Background: Enzymatic assays using glutamate dehydrogenase (GLDH) to monitor the transformation of NAD(P)H to NAD(P)(+) by a spectrophotometric technique are the most common methods to measure plasma ammonia (PA) in routine laboratories worldwide. However, these assays can potentially be subject to interference by substances in plasma able to oxidize NAD(P)H at a substantial rate, thereby providing falsely high results.
Methods: To study this potential interference, we spiked a plasma pool with a liver homogenate and measured the ammonia concentration using a dry chemistry system (Vitros 250, Ortho Clinical Diagnostic, Raritan, NJ, USA), an enzymatic assay without a sample blanking step (Infinity Ammonia Liquid Stable Reagent, Thermo Fisher Scientific, Waltham, USA) and an enzymatic assay that corrects for the non-specific oxidation of NADPH (Ammonia kit, RANDOX Laboratories Ltd, Crumlin, UK).

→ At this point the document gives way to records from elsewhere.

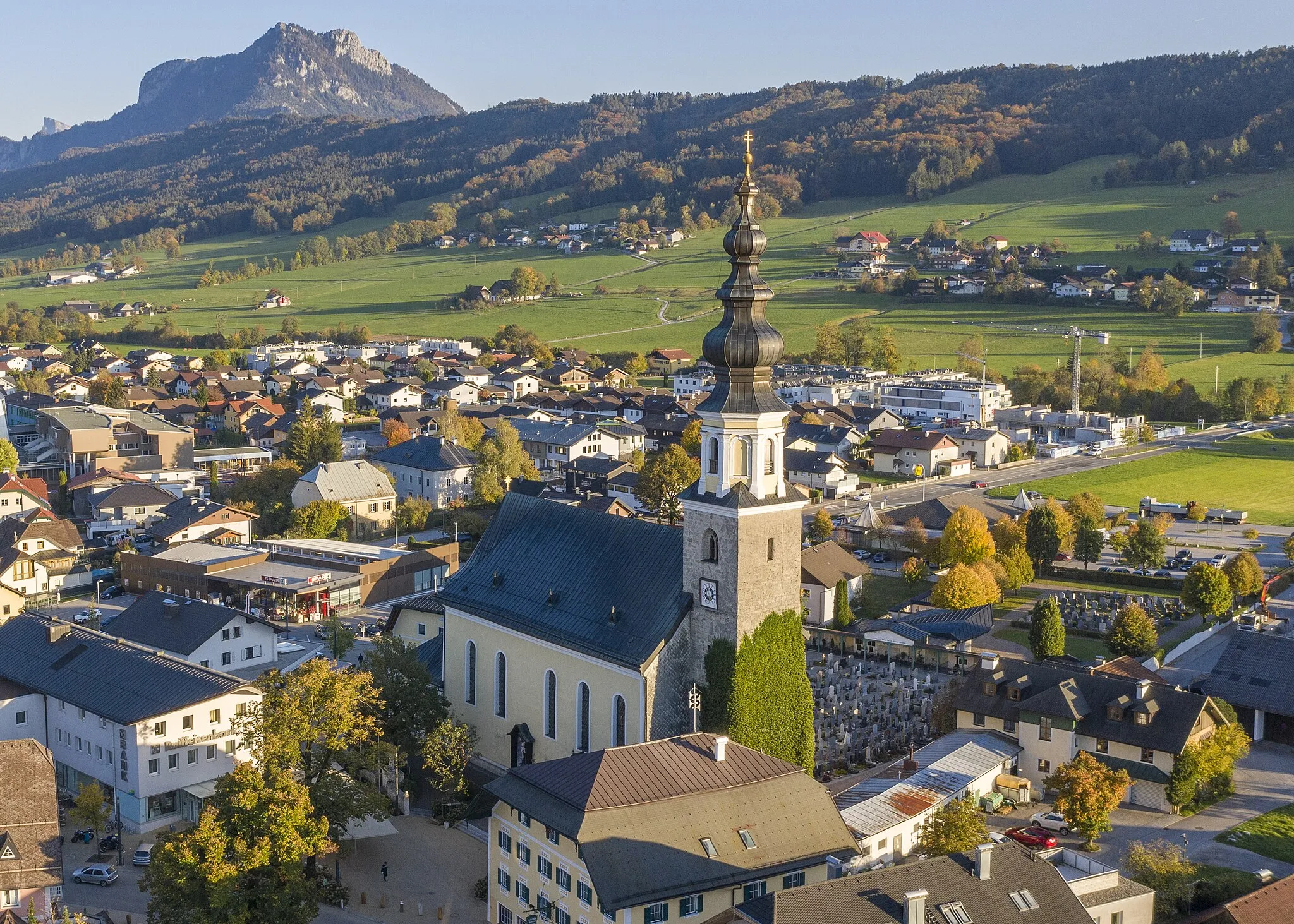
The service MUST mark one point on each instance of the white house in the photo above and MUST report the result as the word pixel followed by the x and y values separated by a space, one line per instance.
pixel 822 568
pixel 197 632
pixel 432 467
pixel 885 813
pixel 152 729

Results: This experiment shows that the Infinity ammonia reagent kit is subject to a clinically significant interference and explains the discrepancies previously reported between these methods in patients with acute liver failure (ALF).
Conclusion: When using enzymatic methods for the assessment of PA, we recommend including a sample blanking correction and this should be mandatory when monitoring patients with ALF.